A True Knowledge of God’s Mystery

I just finished reading a book that spelled everything out.

It was a cozy mystery in the romantic suspense subgenre — the type of book that’s meant to carry the reader out of their world of problems and worries for a little while and into an imaginary world where characters with double lives and double dimples battle the forces standing between them and the happily ever after that is rightfully theirs. This book did a good job of being what it is.

Nonetheless, I had trouble enjoying it. It seemed to me that everything was overstated. Nothing was chanced that the reader might miss it or fail to follow the character’s train of thought in the discovery of clues or developing emotions. The book had no expectations of me as a reader.

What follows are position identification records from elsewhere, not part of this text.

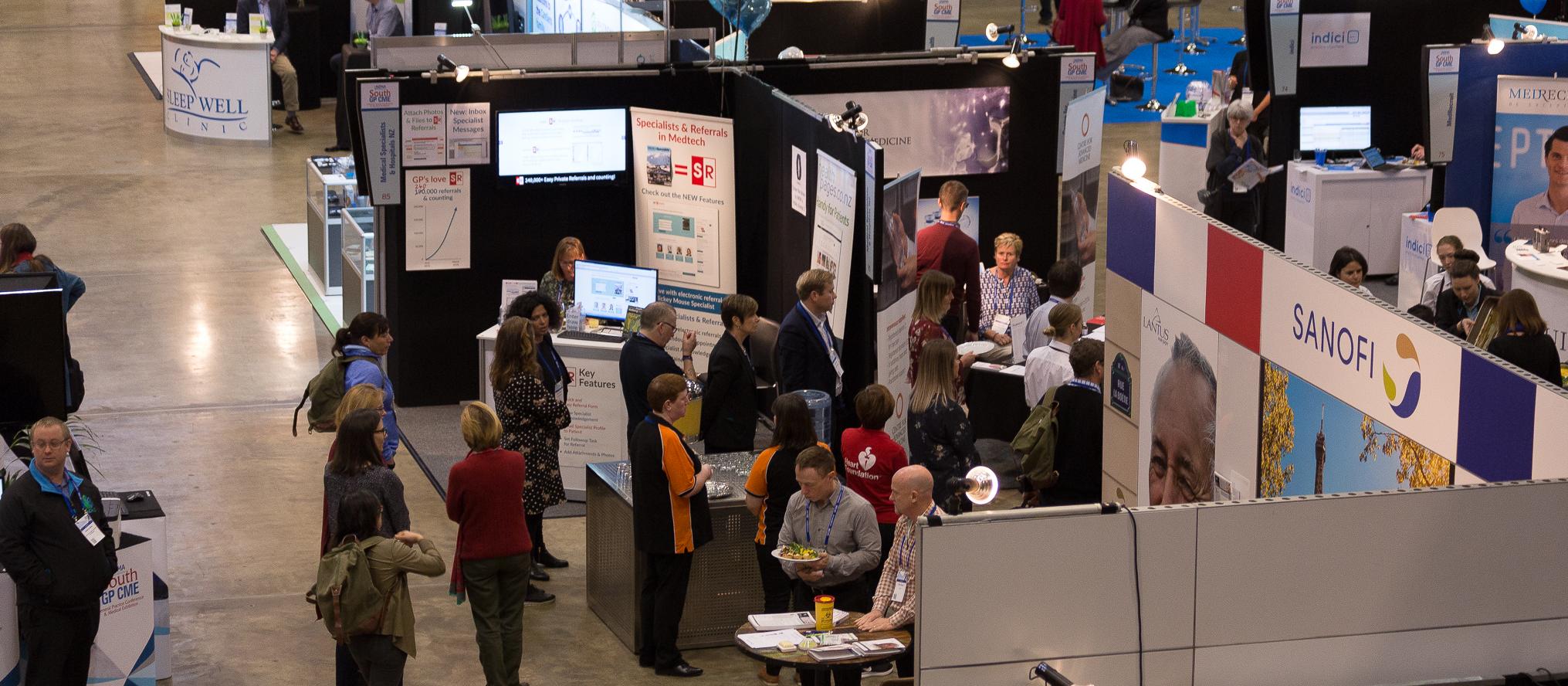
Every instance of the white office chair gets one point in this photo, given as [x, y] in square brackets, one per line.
[1460, 222]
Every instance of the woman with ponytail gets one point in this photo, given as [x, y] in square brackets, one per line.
[1048, 365]
[366, 341]
[18, 249]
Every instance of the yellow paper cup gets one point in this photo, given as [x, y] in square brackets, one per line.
[824, 613]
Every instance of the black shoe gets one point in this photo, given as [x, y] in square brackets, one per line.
[679, 671]
[544, 558]
[538, 597]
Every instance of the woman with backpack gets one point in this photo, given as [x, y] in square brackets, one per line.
[364, 343]
[381, 654]
[532, 419]
[491, 565]
[357, 467]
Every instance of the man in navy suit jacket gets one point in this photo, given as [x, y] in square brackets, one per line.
[808, 352]
[276, 13]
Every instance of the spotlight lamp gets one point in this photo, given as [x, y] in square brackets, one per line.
[445, 65]
[1133, 167]
[1493, 42]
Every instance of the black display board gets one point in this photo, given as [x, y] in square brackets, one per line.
[1391, 82]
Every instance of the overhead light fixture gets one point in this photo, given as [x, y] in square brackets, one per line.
[1133, 167]
[994, 32]
[465, 5]
[445, 65]
[1493, 42]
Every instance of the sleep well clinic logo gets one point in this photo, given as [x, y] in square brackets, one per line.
[1407, 351]
[1335, 39]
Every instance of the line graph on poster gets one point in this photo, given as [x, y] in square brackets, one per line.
[436, 220]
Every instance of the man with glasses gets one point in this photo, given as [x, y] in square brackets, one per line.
[643, 357]
[57, 547]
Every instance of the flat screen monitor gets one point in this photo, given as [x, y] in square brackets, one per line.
[608, 290]
[1336, 127]
[562, 146]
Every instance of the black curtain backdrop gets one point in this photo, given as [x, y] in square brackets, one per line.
[1393, 82]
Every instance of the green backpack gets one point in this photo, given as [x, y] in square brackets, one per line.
[1037, 442]
[325, 391]
[344, 593]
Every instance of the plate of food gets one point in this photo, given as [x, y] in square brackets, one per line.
[977, 348]
[797, 553]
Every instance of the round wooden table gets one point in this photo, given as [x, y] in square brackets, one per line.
[803, 660]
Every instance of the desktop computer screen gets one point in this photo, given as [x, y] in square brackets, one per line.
[1336, 127]
[605, 290]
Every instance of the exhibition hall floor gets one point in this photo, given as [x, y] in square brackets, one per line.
[196, 345]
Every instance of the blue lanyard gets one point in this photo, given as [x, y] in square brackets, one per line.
[813, 322]
[828, 535]
[906, 544]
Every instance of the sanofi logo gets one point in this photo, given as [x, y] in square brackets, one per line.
[1338, 38]
[1407, 407]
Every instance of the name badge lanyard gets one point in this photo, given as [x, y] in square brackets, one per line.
[908, 542]
[827, 537]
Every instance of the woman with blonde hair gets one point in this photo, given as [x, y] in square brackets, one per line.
[940, 432]
[491, 564]
[932, 302]
[1048, 365]
[560, 281]
[532, 419]
[1523, 339]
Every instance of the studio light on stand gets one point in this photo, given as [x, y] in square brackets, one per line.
[474, 25]
[445, 65]
[1493, 42]
[1133, 167]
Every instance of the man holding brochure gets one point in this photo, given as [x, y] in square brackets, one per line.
[897, 596]
[841, 528]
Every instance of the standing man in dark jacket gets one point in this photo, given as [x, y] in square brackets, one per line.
[1079, 421]
[808, 351]
[57, 547]
[730, 402]
[276, 13]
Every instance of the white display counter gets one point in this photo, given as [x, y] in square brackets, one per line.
[1184, 148]
[598, 432]
[1361, 209]
[217, 87]
[1545, 275]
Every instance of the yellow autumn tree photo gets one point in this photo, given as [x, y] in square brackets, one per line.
[1277, 435]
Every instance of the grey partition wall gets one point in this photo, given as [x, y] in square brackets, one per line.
[1350, 589]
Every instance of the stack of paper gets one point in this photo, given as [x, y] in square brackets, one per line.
[791, 620]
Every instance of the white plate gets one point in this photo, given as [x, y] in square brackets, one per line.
[791, 559]
[979, 348]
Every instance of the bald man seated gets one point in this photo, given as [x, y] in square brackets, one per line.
[897, 596]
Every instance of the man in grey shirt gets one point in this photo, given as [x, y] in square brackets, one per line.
[841, 526]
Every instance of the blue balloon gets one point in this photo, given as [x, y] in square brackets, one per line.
[753, 13]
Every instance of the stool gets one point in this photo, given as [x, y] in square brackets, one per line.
[1154, 96]
[1184, 10]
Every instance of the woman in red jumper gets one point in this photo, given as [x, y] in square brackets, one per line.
[491, 565]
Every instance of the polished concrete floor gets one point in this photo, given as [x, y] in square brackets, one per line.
[196, 345]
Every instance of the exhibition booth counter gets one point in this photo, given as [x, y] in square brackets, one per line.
[725, 579]
[1184, 148]
[1545, 275]
[217, 87]
[1327, 209]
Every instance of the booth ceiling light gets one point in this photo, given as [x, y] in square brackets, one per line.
[1133, 167]
[445, 65]
[993, 32]
[1493, 42]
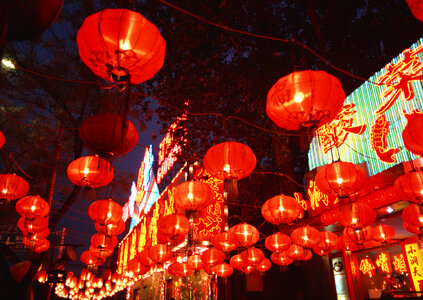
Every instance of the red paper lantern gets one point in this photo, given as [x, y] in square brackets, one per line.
[281, 209]
[195, 262]
[230, 160]
[12, 187]
[237, 262]
[105, 212]
[281, 259]
[409, 187]
[306, 236]
[304, 99]
[383, 233]
[90, 171]
[223, 270]
[356, 214]
[32, 207]
[252, 256]
[342, 178]
[193, 195]
[245, 235]
[224, 241]
[103, 134]
[277, 242]
[117, 43]
[212, 256]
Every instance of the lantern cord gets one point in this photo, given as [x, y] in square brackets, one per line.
[268, 37]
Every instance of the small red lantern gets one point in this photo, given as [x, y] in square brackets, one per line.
[105, 212]
[32, 207]
[103, 134]
[304, 99]
[409, 187]
[193, 195]
[245, 235]
[118, 43]
[213, 256]
[277, 242]
[342, 178]
[12, 187]
[306, 236]
[281, 209]
[224, 241]
[281, 259]
[90, 171]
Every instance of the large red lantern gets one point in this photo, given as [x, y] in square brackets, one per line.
[90, 171]
[281, 209]
[245, 235]
[342, 178]
[277, 242]
[304, 99]
[118, 43]
[224, 241]
[32, 207]
[306, 236]
[213, 256]
[409, 187]
[105, 212]
[12, 187]
[193, 195]
[103, 134]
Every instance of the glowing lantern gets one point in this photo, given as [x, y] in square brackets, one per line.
[119, 43]
[281, 209]
[252, 256]
[103, 134]
[356, 214]
[193, 195]
[383, 233]
[173, 226]
[90, 171]
[277, 242]
[195, 262]
[245, 235]
[409, 187]
[32, 207]
[223, 270]
[12, 187]
[306, 236]
[304, 99]
[105, 212]
[281, 259]
[160, 253]
[237, 262]
[224, 241]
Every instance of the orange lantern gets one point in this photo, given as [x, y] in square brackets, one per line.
[32, 207]
[121, 45]
[409, 187]
[195, 262]
[103, 134]
[245, 235]
[224, 241]
[277, 242]
[12, 187]
[90, 171]
[306, 236]
[193, 195]
[252, 256]
[281, 259]
[304, 99]
[342, 178]
[105, 212]
[281, 209]
[213, 256]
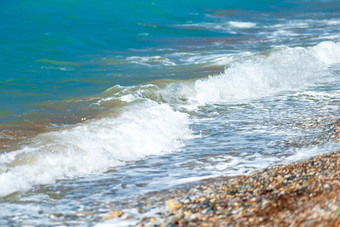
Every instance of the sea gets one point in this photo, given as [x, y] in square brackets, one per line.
[105, 101]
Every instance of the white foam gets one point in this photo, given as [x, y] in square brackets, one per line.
[239, 24]
[141, 130]
[152, 60]
[287, 69]
[328, 52]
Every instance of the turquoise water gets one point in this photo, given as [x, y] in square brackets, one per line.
[102, 101]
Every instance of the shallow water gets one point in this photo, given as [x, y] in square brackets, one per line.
[99, 105]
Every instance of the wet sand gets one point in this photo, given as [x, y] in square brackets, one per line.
[304, 193]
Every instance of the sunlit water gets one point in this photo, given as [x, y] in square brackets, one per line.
[99, 105]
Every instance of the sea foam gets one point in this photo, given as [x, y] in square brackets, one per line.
[141, 130]
[286, 69]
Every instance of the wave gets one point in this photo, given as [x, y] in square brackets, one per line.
[149, 121]
[140, 130]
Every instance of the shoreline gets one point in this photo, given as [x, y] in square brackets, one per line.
[303, 193]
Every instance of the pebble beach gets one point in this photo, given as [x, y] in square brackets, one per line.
[305, 193]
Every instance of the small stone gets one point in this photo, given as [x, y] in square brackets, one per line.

I’m not criticizing people who appreciate that type of book, by any means. I know people whose position is that their daily lives present plenty to think about, and they prefer lighter entertainment that does not propose heavy or ambiguous issues. I say so because I really don’t want to come down on the wrong side of the “intellectual snobbery” line. I’m just saying that I didn’t prefer having all the clues and conclusions drawn for me. There was hardly room to think about the mystery between the leading questions and characters’ “A-ha!” moments.

Nonetheless, I can appreciate the fact that there are different types of mysteries for different types of readers. Some want the story revealed to them, others want to ruminate on the clues. A few might even eschew a clear-cut tale with all loose ends tied, preferring open-ended questions left in the tale.

One amazing thing about the Bible is that it speaks to all kinds. It has a straightforward message of salvation, open-ended questions, and the promise that what we now see dimly we will one day see face to face and what we know now in part we will one day know fully. (See 1 Corinthians 13:12 for reference.)

Paul wrote in Colossians 2:1-3, “For I want you to know how great a struggle I have on your behalf and for those who are at Laodicea, and for all those who have not personally seen my face, that their hearts may be encouraged, having been knit together in love, and attaining to all the wealth that comes from the full assurance of understanding, resulting in a true knowledge of God’s mystery, that is, Christ Himself, in whom are hidden all the treasures of wisdom and knowledge.” In short, this mystery should be known!

Even so, it’s only through the Spirit of God and not the perception of man that this wisdom comes, as evidenced in 1 Corinthians 2:6-10: “Yet we do speak wisdom among those who are mature; a wisdom, however, not of this age nor of the rulers of this age, who are passing away; but we speak God’s wisdom in a mystery, the hidden wisdom which God predestined before the ages to our glory, the wisdom which none of the rulers of this age has understood; for if they had understood it they would not have crucified the Lord of glory; but just as it is written, ‘Things which eye has not seen and ear has not heard, and which have not entered the heart of man, all that God has prepared for those who love Him.’ For to us God revealed them through the Spirit; for the Spirit searches all things, even the depths of God.”